W. Edwards Deming said that, if you can't describe what you are doing as a process, you don't know what you are doing. Organizational leaders are generally good at describing manufacturing, production, and delivery of service as a process. They are often less astute in describing human performance as a process. I too often still hear leaders say things like, "If workers would just pay attention," "If people would just think before they act," "If we could just get rid of these stupid mistakes, we would be better." Such statements are the catchphrases of those who do not see human performance as a process. In a process, defects have specific causes that must be addressed to solve the problem. Below are some of the common elements of human performance that may contribute to suboptimal performance.

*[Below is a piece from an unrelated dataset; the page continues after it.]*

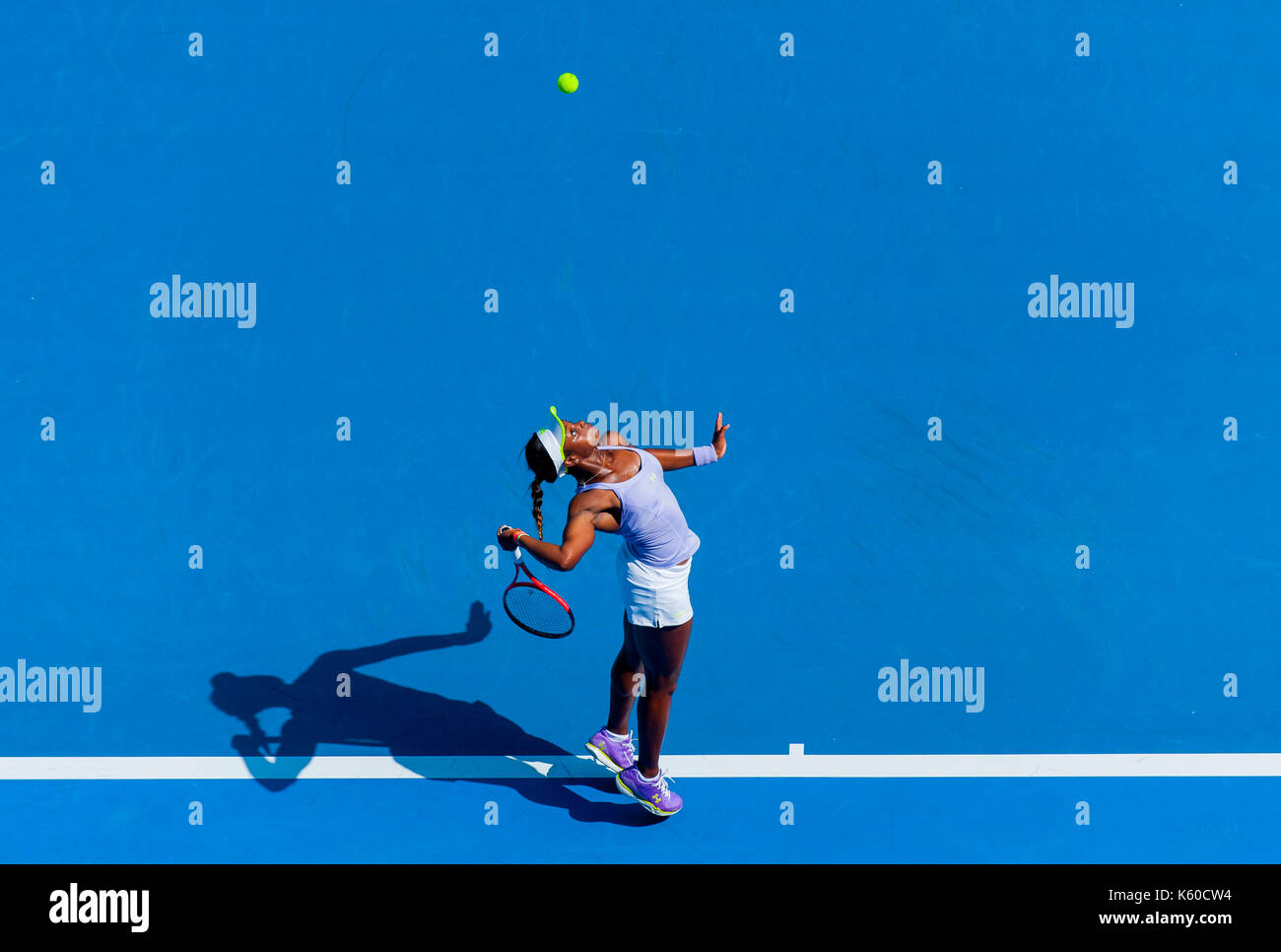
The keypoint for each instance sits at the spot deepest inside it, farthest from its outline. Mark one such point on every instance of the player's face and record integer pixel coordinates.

Conditional Issues. If workstations and work flow are not designed to facilitate the tasks and allow for good ergonomics, this should be addressed first. Physical barriers to performance can seldom be overcome with behavioral approaches. Awkward or dangerous working conditions can and will cause performance problems and must be addressed by improving conditions. Sending workers back for training will not correct conditional barriers. The safety hierarchy of controls can help decide how to address conditional issues if you truly start from the top and don't regularly rely on administrative or personal-protective-equipment controls.

Knowledge. Sometimes, workers do not perform well because they lack the knowledge of what excellence is or how it is achieved. Leaders cannot simply ask workers if they know how to do their jobs well because workers don't know what they don't know. Job knowledge should be the main curriculum in training, and supervisors should be trained to look for both excellent and substandard performance. Safety performance is dependent on two other types of knowledge. We call the first hazard recognition. Workers who do not know what can hurt them on the job and how injuries can happen are working blindly. The second kind of knowledge involves precautions to address the hazards. In other words, workers need to know what can hurt them and how to keep that from happening. If your poor performance is due wholly or in part from a lack of knowledge, training can be all or part of your answer.

Skill. A worker can know how to do a job but lack the skill to do it. Some skills can be taught, but others require special talents to perform well. If you have a skill deficit that is causing poor performance, you should improve your selection process and explore how you could transfer workers without the skill to do their jobs to other jobs in the organization. If workers have the basic skills to do the job but the skills are not well developed, then further training and coaching may be the answer.